From: Stefan Roesch <shr@devkernel.io>
To: David Hildenbrand <david@redhat.com>
Cc: kernel-team@fb.com, linux-mm@kvack.org, riel@surriel.com,
mhocko@suse.com, linux-kselftest@vger.kernel.org,
linux-doc@vger.kernel.org, akpm@linux-foundation.org,
hannes@cmpxchg.org, willy@infradead.org,
Bagas Sanjaya <bagasdotme@gmail.com>
Subject: Re: [PATCH v6 1/3] mm: add new api to enable ksm per process
Date: Wed, 12 Apr 2023 12:55:47 -0700 [thread overview]
Message-ID: <qvqwcz48zxed.fsf@devbig1114.prn1.facebook.com> (raw)
In-Reply-To: <33f18dde-8ff8-5ec6-9bee-3c1900c2bd83@redhat.com>
David Hildenbrand <david@redhat.com> writes:
> On 12.04.23 20:41, David Hildenbrand wrote:
>> [...]
>>> That will work.
>>>> work? IOW, not exporting ksm_add_mm() and not passing a flag to __ksm_enter() --
>>>> it would simply set MMF_VM_MERGEABLE ?
>>>>
>>>
>>> ksm_add_mm() is also used in prctl (kernel/sys.c). Do you want to make a
>>> similar change there?
>> Yes.
>>
>>>>> + *
>>>>> + * @vma: Pointer to vma
>>>>> + */
>>>>> +void ksm_add_vma(struct vm_area_struct *vma)
>>>>> +{
>>>>> + struct mm_struct *mm = vma->vm_mm;
>>>>> +
>>>>> + if (test_bit(MMF_VM_MERGE_ANY, &mm->flags))
>>>>> + __ksm_add_vma(vma);
>>>>> +}
>>>>> +
>>>>> +/**
>>>>> + * ksm_add_vmas - Mark all vma's of a process as mergeable
>>>>> + *
>>>>> + * @mm: Pointer to mm
>>>>> + */
>>>>> +void ksm_add_vmas(struct mm_struct *mm)
>>>>
>>>> I'd suggest calling this
>>>>
>>> I guess you forgot your name suggestion?

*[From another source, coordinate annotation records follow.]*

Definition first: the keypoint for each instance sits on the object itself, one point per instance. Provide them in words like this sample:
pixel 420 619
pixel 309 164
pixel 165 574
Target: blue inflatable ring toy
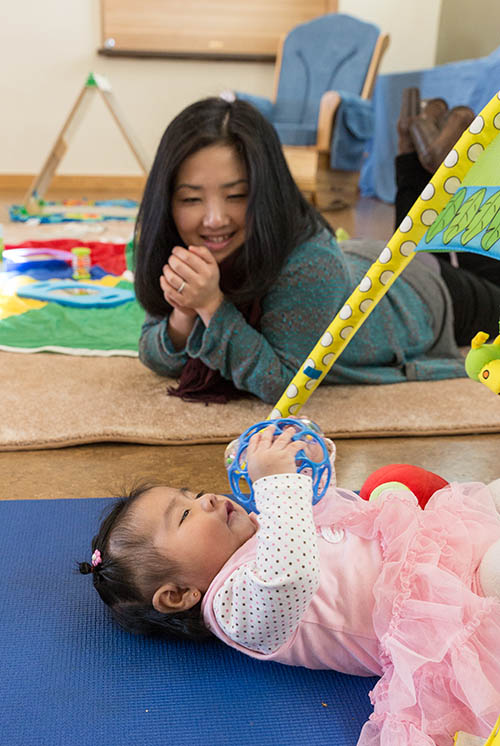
pixel 236 461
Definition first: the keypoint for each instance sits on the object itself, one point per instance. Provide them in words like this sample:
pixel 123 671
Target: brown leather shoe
pixel 436 130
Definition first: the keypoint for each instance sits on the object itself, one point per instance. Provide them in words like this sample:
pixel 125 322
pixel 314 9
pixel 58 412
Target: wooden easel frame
pixel 94 84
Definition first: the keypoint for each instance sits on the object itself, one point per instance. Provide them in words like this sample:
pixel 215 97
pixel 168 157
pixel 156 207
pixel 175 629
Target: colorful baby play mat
pixel 71 210
pixel 82 328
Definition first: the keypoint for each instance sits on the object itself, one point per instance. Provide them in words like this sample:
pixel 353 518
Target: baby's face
pixel 199 532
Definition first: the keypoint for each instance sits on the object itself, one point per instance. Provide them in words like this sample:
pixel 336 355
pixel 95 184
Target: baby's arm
pixel 262 602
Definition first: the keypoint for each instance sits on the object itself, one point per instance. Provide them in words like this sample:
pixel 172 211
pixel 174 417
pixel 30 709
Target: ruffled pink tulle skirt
pixel 439 637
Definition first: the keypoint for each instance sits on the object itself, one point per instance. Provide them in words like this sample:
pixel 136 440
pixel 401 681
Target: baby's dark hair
pixel 127 569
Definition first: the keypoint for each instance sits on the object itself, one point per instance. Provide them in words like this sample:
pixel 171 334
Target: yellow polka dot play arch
pixel 393 259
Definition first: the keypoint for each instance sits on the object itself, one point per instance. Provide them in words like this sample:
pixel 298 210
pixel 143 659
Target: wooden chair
pixel 325 74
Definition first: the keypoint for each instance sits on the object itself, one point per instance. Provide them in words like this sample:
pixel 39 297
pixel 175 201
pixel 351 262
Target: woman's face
pixel 210 200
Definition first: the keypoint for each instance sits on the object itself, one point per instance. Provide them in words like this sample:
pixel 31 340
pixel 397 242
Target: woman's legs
pixel 476 302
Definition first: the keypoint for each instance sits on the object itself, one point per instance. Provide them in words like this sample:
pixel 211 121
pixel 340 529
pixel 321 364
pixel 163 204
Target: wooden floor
pixel 104 469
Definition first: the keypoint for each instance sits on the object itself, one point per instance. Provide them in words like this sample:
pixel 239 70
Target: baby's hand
pixel 267 454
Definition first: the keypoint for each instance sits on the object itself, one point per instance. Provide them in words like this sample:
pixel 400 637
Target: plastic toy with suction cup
pixel 483 361
pixel 80 294
pixel 236 461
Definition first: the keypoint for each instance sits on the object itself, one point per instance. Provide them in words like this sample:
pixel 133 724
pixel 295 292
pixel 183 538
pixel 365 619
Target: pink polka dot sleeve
pixel 261 603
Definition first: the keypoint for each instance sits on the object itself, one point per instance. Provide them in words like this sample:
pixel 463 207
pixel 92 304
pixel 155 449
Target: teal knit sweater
pixel 404 338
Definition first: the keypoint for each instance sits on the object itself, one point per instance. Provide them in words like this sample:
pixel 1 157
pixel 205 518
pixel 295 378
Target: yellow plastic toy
pixel 466 739
pixel 483 361
pixel 473 212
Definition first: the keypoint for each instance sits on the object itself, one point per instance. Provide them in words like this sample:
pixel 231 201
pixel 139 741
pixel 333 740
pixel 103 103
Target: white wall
pixel 467 30
pixel 47 48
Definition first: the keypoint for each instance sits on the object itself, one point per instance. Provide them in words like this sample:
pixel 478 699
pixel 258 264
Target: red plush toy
pixel 421 482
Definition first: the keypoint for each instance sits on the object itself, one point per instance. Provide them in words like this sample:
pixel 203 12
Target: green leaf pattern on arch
pixel 487 213
pixel 446 215
pixel 464 216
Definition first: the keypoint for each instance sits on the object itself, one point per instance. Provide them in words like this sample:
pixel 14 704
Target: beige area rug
pixel 51 401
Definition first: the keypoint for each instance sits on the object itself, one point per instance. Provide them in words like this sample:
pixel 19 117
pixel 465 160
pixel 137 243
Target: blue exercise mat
pixel 70 677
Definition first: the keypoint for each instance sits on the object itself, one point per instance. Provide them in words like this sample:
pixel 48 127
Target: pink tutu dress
pixel 399 596
pixel 439 637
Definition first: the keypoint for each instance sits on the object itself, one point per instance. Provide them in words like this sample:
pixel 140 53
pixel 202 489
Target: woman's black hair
pixel 129 572
pixel 278 217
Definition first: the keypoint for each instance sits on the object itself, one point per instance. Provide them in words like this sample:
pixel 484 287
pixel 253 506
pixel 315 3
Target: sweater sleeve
pixel 308 292
pixel 260 605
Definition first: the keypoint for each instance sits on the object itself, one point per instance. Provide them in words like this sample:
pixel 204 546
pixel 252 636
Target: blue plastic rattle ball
pixel 236 460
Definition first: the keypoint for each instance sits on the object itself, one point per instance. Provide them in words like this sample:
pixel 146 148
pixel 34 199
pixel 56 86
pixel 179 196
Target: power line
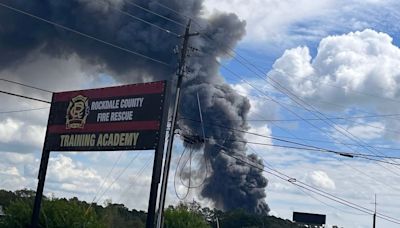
pixel 117 178
pixel 22 110
pixel 23 96
pixel 307 139
pixel 85 35
pixel 28 86
pixel 195 21
pixel 304 146
pixel 297 115
pixel 341 131
pixel 132 180
pixel 104 180
pixel 279 87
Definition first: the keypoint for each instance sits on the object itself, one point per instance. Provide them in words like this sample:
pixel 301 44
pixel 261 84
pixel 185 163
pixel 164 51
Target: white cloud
pixel 268 19
pixel 366 131
pixel 355 70
pixel 321 179
pixel 17 131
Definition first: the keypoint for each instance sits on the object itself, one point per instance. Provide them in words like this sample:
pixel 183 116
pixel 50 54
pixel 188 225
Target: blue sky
pixel 329 53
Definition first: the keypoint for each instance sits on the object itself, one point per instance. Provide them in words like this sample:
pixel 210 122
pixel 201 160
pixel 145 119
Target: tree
pixel 54 213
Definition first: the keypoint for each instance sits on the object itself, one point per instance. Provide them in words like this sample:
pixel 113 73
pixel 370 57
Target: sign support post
pixel 129 117
pixel 39 192
pixel 158 157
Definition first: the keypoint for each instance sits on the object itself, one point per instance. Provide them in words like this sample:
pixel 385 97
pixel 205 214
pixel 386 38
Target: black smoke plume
pixel 232 183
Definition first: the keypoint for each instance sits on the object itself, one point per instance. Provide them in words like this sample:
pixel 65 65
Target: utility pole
pixel 374 221
pixel 181 73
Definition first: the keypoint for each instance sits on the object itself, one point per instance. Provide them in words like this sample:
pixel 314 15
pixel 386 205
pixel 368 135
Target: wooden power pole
pixel 167 163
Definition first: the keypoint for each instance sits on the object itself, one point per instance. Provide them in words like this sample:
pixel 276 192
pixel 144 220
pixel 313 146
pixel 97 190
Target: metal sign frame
pixel 74 125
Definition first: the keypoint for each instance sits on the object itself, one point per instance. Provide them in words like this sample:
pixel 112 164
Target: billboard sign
pixel 115 118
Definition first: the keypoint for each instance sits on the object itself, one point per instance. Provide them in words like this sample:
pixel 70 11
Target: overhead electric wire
pixel 25 97
pixel 338 152
pixel 134 179
pixel 304 146
pixel 25 85
pixel 117 178
pixel 104 180
pixel 294 113
pixel 176 174
pixel 23 110
pixel 84 34
pixel 337 128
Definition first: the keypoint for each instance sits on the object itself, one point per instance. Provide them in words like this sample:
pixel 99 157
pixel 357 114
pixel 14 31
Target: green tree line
pixel 61 212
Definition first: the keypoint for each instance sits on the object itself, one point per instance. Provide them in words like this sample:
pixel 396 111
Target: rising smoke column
pixel 232 184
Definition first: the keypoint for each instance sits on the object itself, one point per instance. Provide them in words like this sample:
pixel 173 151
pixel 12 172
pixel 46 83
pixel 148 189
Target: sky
pixel 305 62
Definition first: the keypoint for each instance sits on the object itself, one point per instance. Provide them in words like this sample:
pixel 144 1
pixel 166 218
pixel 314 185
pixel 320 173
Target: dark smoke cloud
pixel 232 184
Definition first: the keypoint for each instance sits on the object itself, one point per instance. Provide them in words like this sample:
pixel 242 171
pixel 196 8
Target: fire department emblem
pixel 77 112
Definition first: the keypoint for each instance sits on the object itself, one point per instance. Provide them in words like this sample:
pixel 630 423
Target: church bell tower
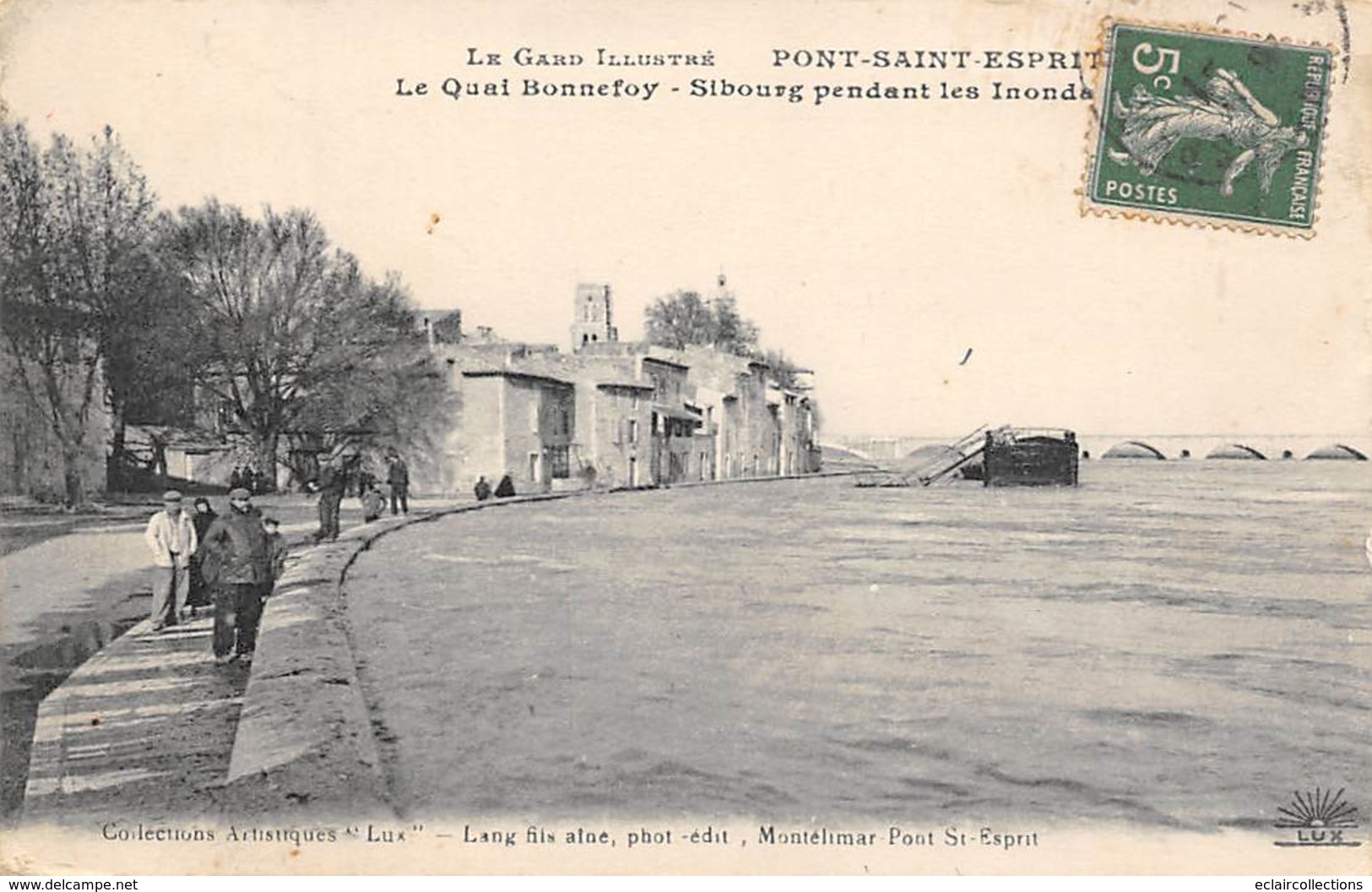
pixel 593 320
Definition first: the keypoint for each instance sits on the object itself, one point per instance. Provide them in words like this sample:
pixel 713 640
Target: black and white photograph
pixel 685 438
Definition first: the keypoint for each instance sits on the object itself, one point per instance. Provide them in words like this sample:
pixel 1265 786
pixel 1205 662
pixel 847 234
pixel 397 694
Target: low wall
pixel 305 740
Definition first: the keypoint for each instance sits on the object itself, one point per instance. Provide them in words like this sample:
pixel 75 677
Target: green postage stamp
pixel 1209 128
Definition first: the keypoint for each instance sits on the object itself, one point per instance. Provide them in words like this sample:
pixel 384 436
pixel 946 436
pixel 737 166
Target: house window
pixel 557 461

>> Yeah, I reconsidered because the first idea I had was not particularly
>> good. Maybe
>> ksm_enable_for_all_vmas()
>> But not so sure. If you think the "add" terminology is a good fit, keep
>> it like that.
>> Thanks for bearing with me :)
>>
>
> I briefly played with your patch to see how much it can be simplified.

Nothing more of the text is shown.